Victoria Hearst tells Breitbart News, “There seems to be nothing too vile, pornographic or vulgar that the women at Cosmopolitan Magazine will not embrace and endorse.”

Hearst continues:

Breaking down Perla’s testimony looks like this to anyone with a moral compass who cares about this poor woman:

  1. Being prostitutes on a “ranch” makes women nothing more than cattle, the madam their owner, and the men they have sex with their wranglers.
  1. Prostitution destroys families by aiding and abetting ADULTERY.
  1. The women at “legal brothels” must see a doctor every week to be tested and certified free of any STDs in order to continue working. However, the male (and occasionally female) “clients” are not tested. Any sick person can walk in and buy a woman, thereby infecting her and all the other men she has sex with that week, including the men’s innocent wives and girlfriends. I’d call that the real “War on Women!”
  1. Subjecting women to daily 12-hour shifts of competing for men, negotiating the price of sex acts, performing those sex acts, and then repeating the cycle over and over is abominable and inhuman!

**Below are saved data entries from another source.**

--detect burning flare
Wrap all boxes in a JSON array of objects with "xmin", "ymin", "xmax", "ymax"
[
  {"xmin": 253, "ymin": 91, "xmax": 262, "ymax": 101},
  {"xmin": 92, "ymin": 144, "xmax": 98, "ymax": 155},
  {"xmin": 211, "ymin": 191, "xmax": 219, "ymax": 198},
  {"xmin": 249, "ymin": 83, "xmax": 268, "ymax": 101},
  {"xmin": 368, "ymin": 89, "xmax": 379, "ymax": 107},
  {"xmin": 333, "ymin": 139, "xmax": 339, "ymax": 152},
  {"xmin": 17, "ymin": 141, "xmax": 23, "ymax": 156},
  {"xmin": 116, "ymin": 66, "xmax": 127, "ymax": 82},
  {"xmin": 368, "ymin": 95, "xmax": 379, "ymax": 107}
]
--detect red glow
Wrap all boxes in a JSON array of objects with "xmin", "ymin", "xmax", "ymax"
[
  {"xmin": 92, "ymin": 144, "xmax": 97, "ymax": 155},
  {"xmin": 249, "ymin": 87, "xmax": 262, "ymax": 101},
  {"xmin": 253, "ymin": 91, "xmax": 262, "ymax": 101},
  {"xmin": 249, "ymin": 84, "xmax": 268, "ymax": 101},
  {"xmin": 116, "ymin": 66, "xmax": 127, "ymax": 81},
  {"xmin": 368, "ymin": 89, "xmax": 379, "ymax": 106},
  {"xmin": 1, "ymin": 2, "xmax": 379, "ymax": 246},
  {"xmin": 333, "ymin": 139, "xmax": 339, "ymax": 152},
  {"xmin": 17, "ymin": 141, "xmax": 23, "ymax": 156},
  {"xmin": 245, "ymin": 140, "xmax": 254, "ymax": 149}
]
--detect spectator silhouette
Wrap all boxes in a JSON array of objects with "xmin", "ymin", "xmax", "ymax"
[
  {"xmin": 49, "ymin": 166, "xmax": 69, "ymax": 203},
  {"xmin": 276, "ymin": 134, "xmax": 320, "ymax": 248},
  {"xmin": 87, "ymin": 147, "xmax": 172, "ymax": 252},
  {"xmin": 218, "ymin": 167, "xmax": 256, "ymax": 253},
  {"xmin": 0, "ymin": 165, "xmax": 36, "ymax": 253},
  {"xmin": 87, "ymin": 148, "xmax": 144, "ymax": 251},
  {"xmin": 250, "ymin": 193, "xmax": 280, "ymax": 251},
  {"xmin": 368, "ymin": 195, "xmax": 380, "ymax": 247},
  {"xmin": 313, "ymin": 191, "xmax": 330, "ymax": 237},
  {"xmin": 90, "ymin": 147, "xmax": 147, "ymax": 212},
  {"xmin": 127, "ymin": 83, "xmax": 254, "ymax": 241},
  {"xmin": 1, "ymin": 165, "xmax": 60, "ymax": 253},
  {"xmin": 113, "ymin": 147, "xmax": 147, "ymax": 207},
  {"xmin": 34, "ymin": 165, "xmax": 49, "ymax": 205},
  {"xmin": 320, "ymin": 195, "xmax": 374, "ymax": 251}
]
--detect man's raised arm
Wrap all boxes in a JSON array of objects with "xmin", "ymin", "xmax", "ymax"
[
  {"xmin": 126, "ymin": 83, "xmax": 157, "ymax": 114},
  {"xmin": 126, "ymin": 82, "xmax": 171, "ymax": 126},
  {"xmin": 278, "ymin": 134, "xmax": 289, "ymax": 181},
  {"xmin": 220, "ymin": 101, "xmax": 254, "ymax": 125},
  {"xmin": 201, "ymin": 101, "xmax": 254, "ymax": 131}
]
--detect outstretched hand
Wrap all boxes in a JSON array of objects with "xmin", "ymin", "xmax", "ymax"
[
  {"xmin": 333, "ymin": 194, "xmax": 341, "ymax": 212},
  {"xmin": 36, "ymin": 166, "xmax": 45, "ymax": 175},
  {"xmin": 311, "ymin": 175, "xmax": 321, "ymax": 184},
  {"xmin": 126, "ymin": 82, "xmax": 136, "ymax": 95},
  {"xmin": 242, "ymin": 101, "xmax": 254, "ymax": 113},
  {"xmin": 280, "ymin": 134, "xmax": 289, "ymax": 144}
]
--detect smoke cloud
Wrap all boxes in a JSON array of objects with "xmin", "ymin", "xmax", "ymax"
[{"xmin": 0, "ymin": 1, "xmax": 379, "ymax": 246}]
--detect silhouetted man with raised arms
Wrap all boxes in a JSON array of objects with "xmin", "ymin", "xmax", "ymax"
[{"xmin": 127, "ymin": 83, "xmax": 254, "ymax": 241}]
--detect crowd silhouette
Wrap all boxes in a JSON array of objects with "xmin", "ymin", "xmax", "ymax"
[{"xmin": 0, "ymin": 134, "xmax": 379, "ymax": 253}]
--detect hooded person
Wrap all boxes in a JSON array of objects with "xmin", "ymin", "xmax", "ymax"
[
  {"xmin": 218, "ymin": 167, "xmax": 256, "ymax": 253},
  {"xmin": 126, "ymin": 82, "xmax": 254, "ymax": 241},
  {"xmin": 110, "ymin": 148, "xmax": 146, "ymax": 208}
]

Hearst says her grandfather purchased Cosmopolitan in 1905 as a traditional family women’s magazine.

On its website, the Hearst Corporation states, “Cosmopolitan is the best-selling young women’s magazine in the U.S., a bible for fun, fearless females that reaches more than 18 million readers a month.”

“It’s become a porn rag, and its editor-in-chief and the authorities at Hearst Corporation pornographers,” Hearst asserts.